Individual SNPs are unlikely to confer more than a relatively minor proportion of variation in white matter volume, however, such associations may serve to highlight biological processes that are involved in dysfunctional white matter circuits and point to other genetic variants or functional units that are tightly linked to such pathophysiology and that warrant further exploration.
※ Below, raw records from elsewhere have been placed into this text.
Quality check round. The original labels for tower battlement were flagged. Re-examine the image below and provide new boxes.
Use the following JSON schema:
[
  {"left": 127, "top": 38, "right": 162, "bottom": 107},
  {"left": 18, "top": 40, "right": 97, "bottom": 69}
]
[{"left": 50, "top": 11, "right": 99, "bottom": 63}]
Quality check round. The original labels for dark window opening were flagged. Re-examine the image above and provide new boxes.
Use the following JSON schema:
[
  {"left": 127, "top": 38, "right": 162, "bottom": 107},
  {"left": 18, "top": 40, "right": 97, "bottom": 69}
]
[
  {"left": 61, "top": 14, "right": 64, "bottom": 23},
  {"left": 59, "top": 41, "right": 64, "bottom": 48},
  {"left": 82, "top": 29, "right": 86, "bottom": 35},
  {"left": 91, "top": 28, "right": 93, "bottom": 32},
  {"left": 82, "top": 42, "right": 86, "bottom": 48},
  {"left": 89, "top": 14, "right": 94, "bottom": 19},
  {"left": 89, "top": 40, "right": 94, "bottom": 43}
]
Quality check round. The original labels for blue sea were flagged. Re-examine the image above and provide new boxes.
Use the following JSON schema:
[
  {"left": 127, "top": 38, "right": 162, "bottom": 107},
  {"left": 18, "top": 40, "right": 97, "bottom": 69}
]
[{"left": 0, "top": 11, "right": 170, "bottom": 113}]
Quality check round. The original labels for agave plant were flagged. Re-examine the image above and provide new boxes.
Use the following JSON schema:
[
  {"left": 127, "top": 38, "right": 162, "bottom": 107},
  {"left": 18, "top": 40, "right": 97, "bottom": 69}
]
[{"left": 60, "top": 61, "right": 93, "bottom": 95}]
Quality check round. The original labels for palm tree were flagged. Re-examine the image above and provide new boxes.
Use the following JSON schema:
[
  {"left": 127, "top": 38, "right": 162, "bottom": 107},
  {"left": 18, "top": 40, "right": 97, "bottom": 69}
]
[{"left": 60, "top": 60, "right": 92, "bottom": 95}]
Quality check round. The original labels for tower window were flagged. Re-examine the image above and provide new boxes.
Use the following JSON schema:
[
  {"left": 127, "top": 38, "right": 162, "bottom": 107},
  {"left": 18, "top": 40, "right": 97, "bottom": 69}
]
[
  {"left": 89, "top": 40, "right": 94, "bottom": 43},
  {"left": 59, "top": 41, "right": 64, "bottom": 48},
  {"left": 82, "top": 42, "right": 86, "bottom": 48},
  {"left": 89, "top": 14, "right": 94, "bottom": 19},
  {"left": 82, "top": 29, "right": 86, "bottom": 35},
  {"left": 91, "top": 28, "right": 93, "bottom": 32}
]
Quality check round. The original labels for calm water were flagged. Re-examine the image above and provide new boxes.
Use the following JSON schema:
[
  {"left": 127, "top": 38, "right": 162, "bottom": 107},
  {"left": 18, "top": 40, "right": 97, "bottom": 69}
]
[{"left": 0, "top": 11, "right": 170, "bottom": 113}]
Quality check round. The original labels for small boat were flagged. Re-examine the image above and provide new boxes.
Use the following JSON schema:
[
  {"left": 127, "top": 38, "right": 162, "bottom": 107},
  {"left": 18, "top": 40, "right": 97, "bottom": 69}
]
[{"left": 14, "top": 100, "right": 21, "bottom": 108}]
A limitation of this study is the small number of subjects in some of the genotype groups and it is possible we were underpowered to detect relationships with white matter that may be detected in the future with more sensitive technology, analysis methods and larger cohorts of subjects. In addition, the inclusion of a related pairs of individuals within the unaffected SZ and BD relative groups to preserve power represents a limitation of this study. Despite their inclusion, however, no positive finding was detected for any genotype examined in the unaffected BD group or for three of the four genotypes examined in the case of the unaffected SZ group. In the unaffected SZ group, those having one or two copies of the HAPICE
haplotype showed a trend toward lower white matter volume in the superior cerebellar peduncle and the fornix relative to those with no copies. Removing all related individuals from this group did not significantly alter the magnitude or direction of this finding. A particular limitation of the voxel-based approach to image analysis is the possibility of errors due to registration and segmentation steps.77
To minimize these possible sources of error, registration and segmentation performance were visually assessed on an individual basis. A particular strength of this study was the inclusion of subjects who were unaffected but had a relative with a psychotic disorder. In the case of the MOG
SNP examined, the absence in all affected groups and their relatives of the relationship detected in healthy controls suggests a possible pathological role for this SNP in psychotic disorders. Future linkage, case–control, family and genome-wide studies may further elucidate the role of this MOG
SNP in psychosis.
In summary, these findings provide support for the theory that genotypic variation in neuregulin may confer risk for psychosis by influencing white matter in areas known to underlie the emotional circuitry of the human brain.83
The deficits in white matter volume detected in this study have a number of possible underlying explanations including reduced axonal projections or a reduction in the volume of non-axonal white matter components including glia. An optimum ratio of axonal diameter to myelin sheath thickness termed the g-ratio has been described in terms of efficiency of conductivity.90, 91
It is plausible that regional perturbations of this ratio may manifest as signs and symptoms associated with psychotic disorders.92
Volume changes in white matter are inherently limited in forming the nature or identity of molecular factors involved in abnormalities detected, and future studies examining the uniformity of microstructural organization of white matter using diffusion-weighted MR imaging with genotype among other approaches will aid in the identification of the mechanism by which the NRG risk allele contributes to the signs and symptoms of psychotic disorders.